If two random variables have the same distribution it doesnt automatically mean that they are equal.
If $X\sim N(0,1)$ and $X=-Y,$ so is $Y\sim N(0,1).$ Because of the symmetry.
But if $X\sim\mathrm{exp}(1)$ and $Y\sim\mathrm{exp}(1).$ Could $X$ be not equal $Y$?
That two random variables have the same distribution doesn't guarantee they're equal. They could even be independent. All the matching distribution means is $x\le x,\,Y\le x$ have equal probabilities for all $x$, not that they have equal truth values.
Two identically distributed random variables are (almost always) unequal.
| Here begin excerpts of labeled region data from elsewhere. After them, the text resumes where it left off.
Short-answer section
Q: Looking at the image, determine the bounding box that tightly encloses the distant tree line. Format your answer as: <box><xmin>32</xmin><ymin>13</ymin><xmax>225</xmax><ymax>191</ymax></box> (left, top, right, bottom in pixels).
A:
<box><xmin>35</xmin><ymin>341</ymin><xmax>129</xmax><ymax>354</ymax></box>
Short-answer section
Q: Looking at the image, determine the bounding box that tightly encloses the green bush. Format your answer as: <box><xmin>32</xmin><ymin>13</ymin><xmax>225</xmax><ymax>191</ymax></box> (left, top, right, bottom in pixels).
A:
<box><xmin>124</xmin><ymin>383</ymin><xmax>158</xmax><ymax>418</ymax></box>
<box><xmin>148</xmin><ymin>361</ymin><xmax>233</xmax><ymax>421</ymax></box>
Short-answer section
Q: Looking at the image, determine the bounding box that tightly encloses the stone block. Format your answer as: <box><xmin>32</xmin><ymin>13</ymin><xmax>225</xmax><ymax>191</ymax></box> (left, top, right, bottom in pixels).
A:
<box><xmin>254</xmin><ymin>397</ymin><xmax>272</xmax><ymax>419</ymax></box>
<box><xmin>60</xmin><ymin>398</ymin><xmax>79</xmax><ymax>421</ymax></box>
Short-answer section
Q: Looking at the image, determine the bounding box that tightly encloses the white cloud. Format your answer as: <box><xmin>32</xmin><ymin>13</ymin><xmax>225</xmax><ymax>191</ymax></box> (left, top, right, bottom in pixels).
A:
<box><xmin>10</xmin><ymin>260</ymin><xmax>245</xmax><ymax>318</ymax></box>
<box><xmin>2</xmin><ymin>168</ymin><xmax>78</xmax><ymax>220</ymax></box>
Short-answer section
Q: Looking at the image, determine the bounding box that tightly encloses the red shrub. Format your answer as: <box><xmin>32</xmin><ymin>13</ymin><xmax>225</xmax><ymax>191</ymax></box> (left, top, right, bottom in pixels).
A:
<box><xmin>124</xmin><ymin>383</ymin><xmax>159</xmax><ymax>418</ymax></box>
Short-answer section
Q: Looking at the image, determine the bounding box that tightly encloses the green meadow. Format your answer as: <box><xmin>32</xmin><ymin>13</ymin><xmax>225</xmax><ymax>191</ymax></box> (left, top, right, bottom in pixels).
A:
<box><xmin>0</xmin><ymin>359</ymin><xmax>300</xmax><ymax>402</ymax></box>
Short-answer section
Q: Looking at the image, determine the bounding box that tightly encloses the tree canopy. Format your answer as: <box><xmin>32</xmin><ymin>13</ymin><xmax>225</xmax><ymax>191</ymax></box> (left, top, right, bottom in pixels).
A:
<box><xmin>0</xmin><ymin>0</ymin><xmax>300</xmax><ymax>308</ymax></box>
Otherwise the law of large numbers for IID (independent identically distributed) random variables would not be such a big deal.
When we say $$ \frac{X_1+X_2+\dots+X_n}{n} \to \mu $$ we do not mean $$ \frac{X_1+X_2+\dots+X_n}{n} = \frac{X_1+X_1+\dots+X_1}{n} = X_1 $$
Successive rolls of a die may be IID, but that does not mean that the die always comes up the same. Successive outcomes of the lottery may be IID, but what would be the point of a lottery if we know this week the winning number will be the same as last week?
It is even possible that the two random variables are not defined on the same probability space so that they cannot be compared and statements like $X=Y$ make no sense at all.
Also if they are defined on the same space then they do not have to equal.